Dans la plupart des oxydes métalliques, les électrons se comportent comme des voitures coincées dans la circulation: de fortes forces répulsives les empêchent de se déplacer dans des sites voisins déjà occupés par d'autres électrons, les gelant efficacement en place. Les matériaux régis par ces répulsions (ou corrélations) conduisent mal de l'électricité et sous-performes, par exemple, la conversion de l'énergie solaire.
Des chercheurs de HZB et d'institutions partenaires ont maintenant montré que des impulsions de lumière ultra-terrible d'une durée de quelques dizaines de clostosecondes peuvent temporairement affaiblir ces forces répugnantes. Pendant un bref instant, les électrons sont capables de se déplacer à un coût énergétique inférieur, ce qui fait que le matériau se comporte plus comme un métal.

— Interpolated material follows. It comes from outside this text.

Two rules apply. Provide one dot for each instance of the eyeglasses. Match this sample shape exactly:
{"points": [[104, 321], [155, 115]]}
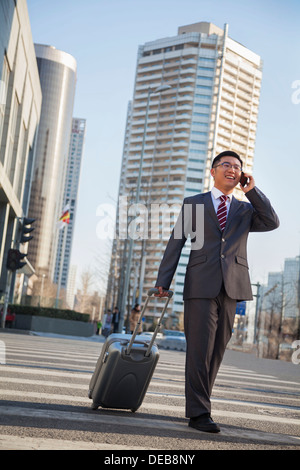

Contrairement aux méthodes conventionnelles qui reposent sur la température, la pression ou les modifications chimiques pour modifier la conduction, cette approche utilise la lumière pour obtenir le même effet à des échelles de temps ultraffites.

Pour capturer cet effet sur les échelles de temps ultrarapides, l'équipe HZB s'est associée à plusieurs partenaires. L'expérience a eu lieu au lacus de Lausanne (Suisse), un centre spécialisé dans la science ultra-rapide, tandis que la caractérisation de l'échantillon, l'analyse des données et les simulations ont été réalisées en utilisant une infrastructure HZB.
L'équipe s'est concentrée sur l'oxyde de nickel (NIO), un isolant de transfert de charge avec une structure électronique similaire aux supraconducteurs à haute température. Dans NIO, ils ont obtenu un contrôle sans précédent: la réduction des échelles de répulsion électronique linéairement avec une intensité légère, persiste pour des centaines de picosecondes et se détend à l'équilibre au même rythme quelle que soit la densité d'excitation.
Dans l'ensemble, ces propriétés ouvrent de nouvelles perspectives passionnantes pour des dispositifs à base de lumière plus efficaces et des technologies de nouvelle génération combinant de grandes gammes de fonctionnement dynamiques avec des vitesses de commutation ultra-rapides.